The presence in the delegation of Elon Musk (xAI, SpaceX), Jensen Huang (Nvidia) and Tim Cook (Apple) is, in this respect, telling: this is not a begging trip that we accompany with the bosses of the most strategic companies of the moment. These leaders have in fact laid the foundations for AI governance, with a communication channel, a stated desire for de-escalation and the reduction of friction likely to trigger an uncontrolled race. Nvidia will be able to sell its chips, within a certain limit, to Chinese companies but it is a gesture that looks less like a concession than a framework where Washington keeps its hand on the tap.
Commerce : des engagements concrets
On the commercial front, China has committed to purchasing 200 Boeing planes (with a potential of 750 additional), American agricultural products worth several tens of billions of dollars, American LNG and oil.

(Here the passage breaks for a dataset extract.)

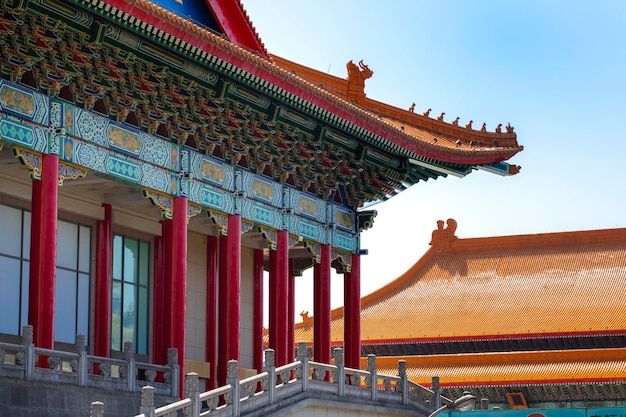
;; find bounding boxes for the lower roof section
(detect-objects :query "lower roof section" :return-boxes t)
[362,348,626,387]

The creation of aBoard of Trade et possiblement d’un Board of Investment aims to institutionalize mutual flows. We can judge these limited commitments with regard to the substantive disputes, but they are concrete, quantified and unilaterally asymmetrical: it is Beijing which buys American, and not the reverse.
The contrast with the CPE summit
What is striking, basically, is the contrast between this Sino-American summit and that of the EPC, the European Political Community, which was held a week earlier…which the general public has hardly heard of. The simple difference in visibility is already an indicator.
The Trump… kind of summit redraws the framework in which the rest of the world evolves.
The European summit, for its part, blandly focused on the defense of democratic values and on a few statements relating to American policy, mainly in terms of defense.
The Trump meeting… which is looking for its place, forming a coalition for lack of anything better, and has very few levers. China and the United States define the framework; Europe reacts.
And no,despite what the press tried to make people believe, Trump did not come to China begging Xi.Â
He came to play three cards (oil, helium, the dollar) and left with concrete commercial commitments, a de-escalation framework on AI, and the avoidance of the Taiwanese trap.
The media narrative of an America losing in the face of a “marching” China is an optical effect: it serves the narrative interests of Beijing, and flatters the propensity of Western editorial staff to find failures wherever Trump acts, but the geopolitical reality is more prosaic, and it is largely to Washington’s advantage.
The opinions expressed in this article are those of the author and in no way represent the editorial position of Le Diplomate.